Die Spannungen zwischen den USA und Iran haben einen besorgniserregenden Höhepunkt erreicht, nachdem die US-Regierung einen koordinierten Angriff auf iranische Ziele genehmigt hat. Am Samstagmorgen führten Israel und die USA umfangreiche Luft- und Raketenangriffe durch, die als „Präventivschlag“ und „Einsatz gewaltiger Zorn“ bezeichnet wurden. Diese Angriffe zielten auf Militäranlagen in mehreren iranischen Städten, darunter Teheran und Isfahan, wo sich ein zentrales Nuklearzentrum befindet.

US-Außenminister Marco Rubio hat kürzlich die Gründe für diese aggressiven militärischen Maßnahmen erklärt. Am Montag wurde in einer Stellungnahme betont, dass die aggressiven Angriffe auf den Iran eng mit den Angriffsplänen Israels verknüpft seien. Rubio fügte hinzu, dass der Iran nicht hinter seinem Programm für ballistische Raketen und Atomwaffen verborgen bleiben dürfe. Seiner Meinung nach sei die Entscheidung für den Krieg allein durch Präsident Donald Trump getroffen worden.

Regierungserklärungen und militärische Ziele

In einer weiteren Erklärung am Dienstag erklärte Rubio, dass der US-Angriff zum Schutz der eigenen Sicherheitsinteressen erfolgte. Dies geschah zum Schutz amerikanischer Truppen, da bekannt war, dass Israel beabsichtigte, den Iran anzugreifen. Es sei nicht mehr die Frage gewesen, ob die USA angreifen, sondern nur noch, wann dies geschehen würde.

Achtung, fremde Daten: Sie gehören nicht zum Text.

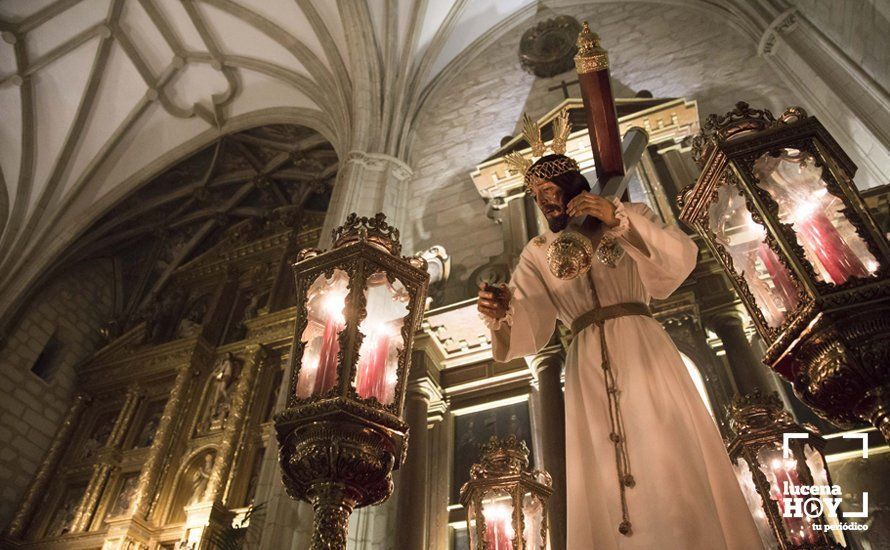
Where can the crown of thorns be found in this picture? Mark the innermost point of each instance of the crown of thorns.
(537, 173)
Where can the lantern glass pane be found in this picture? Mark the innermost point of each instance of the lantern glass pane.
(471, 525)
(387, 309)
(816, 465)
(755, 502)
(325, 302)
(533, 517)
(829, 240)
(782, 475)
(497, 511)
(744, 240)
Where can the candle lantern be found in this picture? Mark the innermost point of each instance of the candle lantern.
(771, 478)
(506, 503)
(342, 434)
(776, 204)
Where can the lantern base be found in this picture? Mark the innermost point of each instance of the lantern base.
(839, 365)
(332, 503)
(338, 455)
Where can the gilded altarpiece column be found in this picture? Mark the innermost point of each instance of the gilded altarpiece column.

Trump betonte, dass die Zerstörung der iranischen Raketenfähigkeiten und die Vernichtung der iranischen Marine, bei der zehn Schiffe versenkt wurden, zu den Hauptzielen des Angriffs gehörten. Auch die Unterbindung der iranischen Unterstützung für regionale Stellvertreter war ein zentrales Anliegen. US-Offizielle erklärten, dass die USA sich dem Angriff anschlossen, um mögliche Verluste zu minimieren, die durch ein israelisches Vorgehen ohne amerikanische Unterstützung hätten entstehen können.

Diese aggressiven Maßnahmen wurden jedoch nicht von allen Seiten unterstützt. Senator Mark Warner äußerte Bedenken über die Beeinflussung der US-Außenpolitik durch Israel und hinterfragte, ob Israel tatsächlich die Entscheidungen über militärische Angriffe treffen sollte. Auch Beth Sanner, eine ehemalige Vize-Direktorin der Geheimdienste, kritisierte die Abhängigkeit der US-Politik von Israel.

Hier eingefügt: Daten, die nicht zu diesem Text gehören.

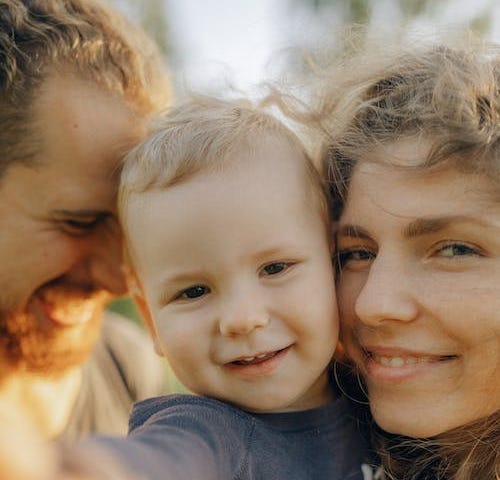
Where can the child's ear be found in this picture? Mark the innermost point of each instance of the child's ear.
(137, 293)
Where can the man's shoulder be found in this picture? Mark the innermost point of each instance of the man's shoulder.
(127, 349)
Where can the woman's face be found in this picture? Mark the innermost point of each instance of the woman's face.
(420, 293)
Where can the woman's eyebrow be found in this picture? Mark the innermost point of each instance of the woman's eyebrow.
(354, 231)
(427, 226)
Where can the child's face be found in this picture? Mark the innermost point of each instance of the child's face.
(236, 271)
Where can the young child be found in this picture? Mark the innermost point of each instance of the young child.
(228, 236)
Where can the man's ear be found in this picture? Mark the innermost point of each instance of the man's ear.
(137, 293)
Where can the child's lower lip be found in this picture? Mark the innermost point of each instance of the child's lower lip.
(261, 367)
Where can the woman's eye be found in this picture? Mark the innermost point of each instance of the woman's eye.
(275, 268)
(195, 291)
(359, 255)
(456, 250)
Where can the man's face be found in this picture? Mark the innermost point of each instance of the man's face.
(60, 244)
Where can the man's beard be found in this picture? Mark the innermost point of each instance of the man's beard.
(50, 351)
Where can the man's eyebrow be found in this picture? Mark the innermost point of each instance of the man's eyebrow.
(416, 228)
(427, 226)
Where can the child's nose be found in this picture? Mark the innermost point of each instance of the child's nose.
(241, 315)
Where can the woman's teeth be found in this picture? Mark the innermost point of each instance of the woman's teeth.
(402, 361)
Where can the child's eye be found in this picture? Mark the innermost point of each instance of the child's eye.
(358, 256)
(452, 250)
(275, 268)
(193, 292)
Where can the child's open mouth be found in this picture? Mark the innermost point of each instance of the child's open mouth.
(257, 358)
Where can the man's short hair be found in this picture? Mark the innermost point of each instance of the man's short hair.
(81, 37)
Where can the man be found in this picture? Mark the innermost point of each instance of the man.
(77, 83)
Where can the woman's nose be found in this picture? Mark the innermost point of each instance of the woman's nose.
(388, 293)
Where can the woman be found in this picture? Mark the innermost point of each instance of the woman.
(414, 159)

Reaktionen und Eskalationen

Teheran reagierte unverzüglich auf die Angriffe mit eigener militärischer Gewalt. Iranische Streitkräfte griffen sowohl Israel als auch US-Militärstützpunkte in der Golfregion an. Berichten zufolge gab es Explosionen in mehreren Städten und den Vororten Teherans. Diese Entwicklungen führten dazu, dass der Luftraum über Israel für den zivilen Verkehr geschlossen wurde und das Land sich im Ausnahmezustand befindet.

Die iranische Regierung betonte das Recht auf Selbstverteidigung. Irans Außenminister erklärte, dass alle feindlichen Stützpunkte als legitime militärische Ziele angesehen werden. In einem weiteren Schritt schränkten die iranischen Revolutionsgarden den Schiffsverkehr in der strategisch wichtigen Straße von Hormus ein und drohten mit einer „vernichtenden Antwort“.

US-Präsident Trump hat in einer Videobotschaft den Sturz des Mullah-Regimes als Ziel erklärt und die Iraner ermutigt, sich für einen Machtwechsel einzusetzen. Trotz dieser militärischen Handlungen haben Umfragen gezeigt, dass Trump Schwierigkeiten hat, eine Mehrheit der amerikanischen Bevölkerung vom Krieg zu überzeugen. Senatorin Jeanne Shaheen forderte mehr Klarheit über die langfristige Strategie und die Endziele des Konflikts.

Die Entwicklungen deuten darauf hin, dass die militärischen Auseinandersetzungen zwischen den USA und Iran möglicherweise mehrere Tage oder sogar Wochen andauern könnten. Der Präsident äußerte die Einschätzung, dass es Jahre dauern könnte, bis sich Iran von dem jüngsten Angriff erholt, und die internationale Gemeinschaft steht vor der Herausforderung, auf eine mögliche Eskalation in der Region zu reagieren.